Your allocation of investments between stocks, bonds, and other things is indeed something to consider. And I won't get into whether a 60-40% stocks vs bonds, or whatever, is the optimal ratio. I aim for 70% stocks, myself but that's just me. And which accounts hold which assets can make a difference tax-wise, whether in IRA, 401(k) and other pre-tax retirement accounts, or in taxable investment accounts, or Roths, can make a difference too.

However your target allocation breaks down, don't wait until the year you retire to get there, and have to diversify and reallocate and sell things you have to sell when the market is bad. Especially if you've got a retirement plan full of your employer company's stock. That's something to plan around and diversify to a reasonable level. If bad events happen to your company, that's a double threat to your job and your investment portfolio.

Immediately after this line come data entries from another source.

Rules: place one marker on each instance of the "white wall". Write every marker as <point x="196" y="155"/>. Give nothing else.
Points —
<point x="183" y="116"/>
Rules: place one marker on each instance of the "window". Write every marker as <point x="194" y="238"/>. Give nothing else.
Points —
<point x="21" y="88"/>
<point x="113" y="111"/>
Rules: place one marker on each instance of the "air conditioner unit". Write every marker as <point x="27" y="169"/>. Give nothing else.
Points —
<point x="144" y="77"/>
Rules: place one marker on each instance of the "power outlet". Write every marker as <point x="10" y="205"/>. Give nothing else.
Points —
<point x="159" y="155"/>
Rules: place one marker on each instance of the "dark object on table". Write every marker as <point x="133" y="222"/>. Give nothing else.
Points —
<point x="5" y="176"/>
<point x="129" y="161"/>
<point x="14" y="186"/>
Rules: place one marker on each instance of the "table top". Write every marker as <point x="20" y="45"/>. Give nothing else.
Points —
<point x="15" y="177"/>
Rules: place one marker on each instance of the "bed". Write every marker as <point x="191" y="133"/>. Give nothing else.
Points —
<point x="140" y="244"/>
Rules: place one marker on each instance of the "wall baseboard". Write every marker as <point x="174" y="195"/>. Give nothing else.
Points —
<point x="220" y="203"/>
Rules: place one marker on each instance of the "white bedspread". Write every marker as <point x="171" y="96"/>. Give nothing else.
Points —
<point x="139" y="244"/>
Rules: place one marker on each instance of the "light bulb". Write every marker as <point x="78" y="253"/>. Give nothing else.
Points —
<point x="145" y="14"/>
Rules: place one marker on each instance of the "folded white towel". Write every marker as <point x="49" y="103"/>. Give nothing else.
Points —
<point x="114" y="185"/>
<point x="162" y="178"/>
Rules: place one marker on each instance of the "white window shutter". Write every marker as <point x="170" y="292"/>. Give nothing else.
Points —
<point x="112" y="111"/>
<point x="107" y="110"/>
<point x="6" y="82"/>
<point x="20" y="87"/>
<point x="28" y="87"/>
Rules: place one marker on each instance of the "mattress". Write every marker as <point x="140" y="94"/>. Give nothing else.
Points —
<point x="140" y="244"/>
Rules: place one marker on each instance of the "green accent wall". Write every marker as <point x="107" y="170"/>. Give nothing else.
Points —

I specifically worked and made adjustments to make my portfolio look the way I wanted it to look in retirement, 2-5 years ahead of time, doing it gradually. Prior to that time I was more heavily invested in stocks.

This also allows you to have a realistic view of how much current income your portfolio will produce, and how that will affect your retirement budget. Also keep in mind that current income from dividends and interest let you sit through market dips and dives without having to sell when you don't want to.

In any case, good luck. I retired at 62, took Social Security at that time, and have made other decisions that smart people here disagree with, with very few regrets. It has worked out well. Bull markets have a way of paving over imperfections in the path you take.